In McNamee's hands, the city of Belfast becomes a character in itself. This isn't just a city at war. It's a gothic, Cormac McCarthyesque metropolis that holds secrets, ghosts and a grip of paranoia over the living (the character of Coppinger is a perfect example of someone who's been eaten up and spat out by the city). It also serves as a place of endless possibilities but, crucially, one that holds a power on the psyche of the population, ones who:

...preferred it when it began to get dark. By day the city seemed ancient and ambiguous. Its power was dissipated by exposure to daylight. It looked derelict and colonial. There was a sense of curfew, produce rotting in the market-place. At night it described itself by its lights, defining streets like a code of destinations. Victor would sit with the big wheel of the Zephyr pressed against his chest and think about John Dillinger’s face seen through a windscreen at night, looking pinched by rain and the deceit of women.
This style of narration has often been imitated, but never bettered. It's cinematic in it's lengthy scope, but academic in it's approach to the minor details. You could base a whole book just on that paragraph alone. And the novel is rich with such imagery.

In the same vein, the violence is dealt with in a manner which seems brisk, business like and with a hint of luridness:

Before he formed his own unit Victor sat in on several killings. In one they picked up a Catholic on the Springfield Road in a hijacked black taxi. He got a bit of a digging in the back and was moaning by the time they got him to a lock-up garage off the Shankill. They carried him inside. There was an acetylene torch in the corner of the garage. A battery leaked acid on to the floor. Victor wore a blue boiler suit and carried a short blade knife that he’d got in the Army and Navy stores. There was a smell of butane in the air, a sense of limits reached. The body was found in a shop doorway on Berlin Street. There were 124 careful knife wounds on the body. Death was due to slow strangulation. The victim appeared to have been suspended from a beam while he was being stabbed. The taxi was found abandoned on waste ground. There were traces of blood on the windows and a woman’s lipstick under the passenger seat.

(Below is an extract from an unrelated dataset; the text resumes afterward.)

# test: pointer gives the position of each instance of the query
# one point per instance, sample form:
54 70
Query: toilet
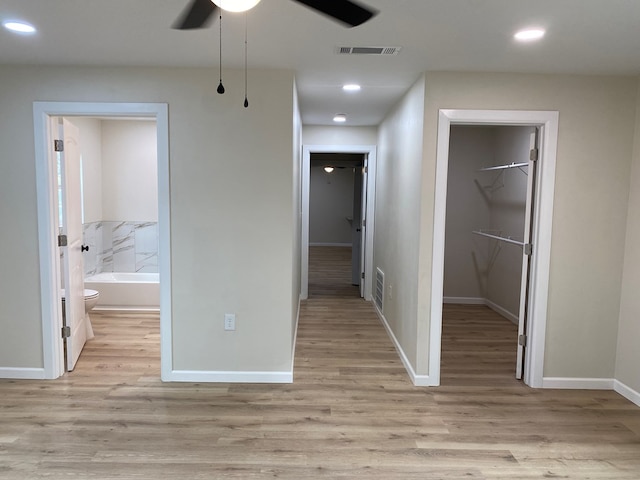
90 299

No wonder it ended up being optioned for a movie.

Resurrection Man changed my life as a twelve year old. Although I probably only understood a third of it at the time, the neo-noir imagery and mood that ran through the whole book was a counterbalance to the positivity of the Good Friday Agreement (which was being promoted at the time I first read it). It taught me there was an awful lot I was not learning in school.

It made me appreciate the history and scope of my city, single handily taught me about neo-noir and showed me the nature of conflict. Everyone uses everyone in some shape or form, and it is fucking hell.

Perfect October reading.


 Resurrection Man. Eoin McNamee, 2012. Faber & Faber, ASIN: B00A62UJA8.


➽ Christopher Owens reviews for Metal Ireland and finds time to study the history and inherent contradictions of Ireland.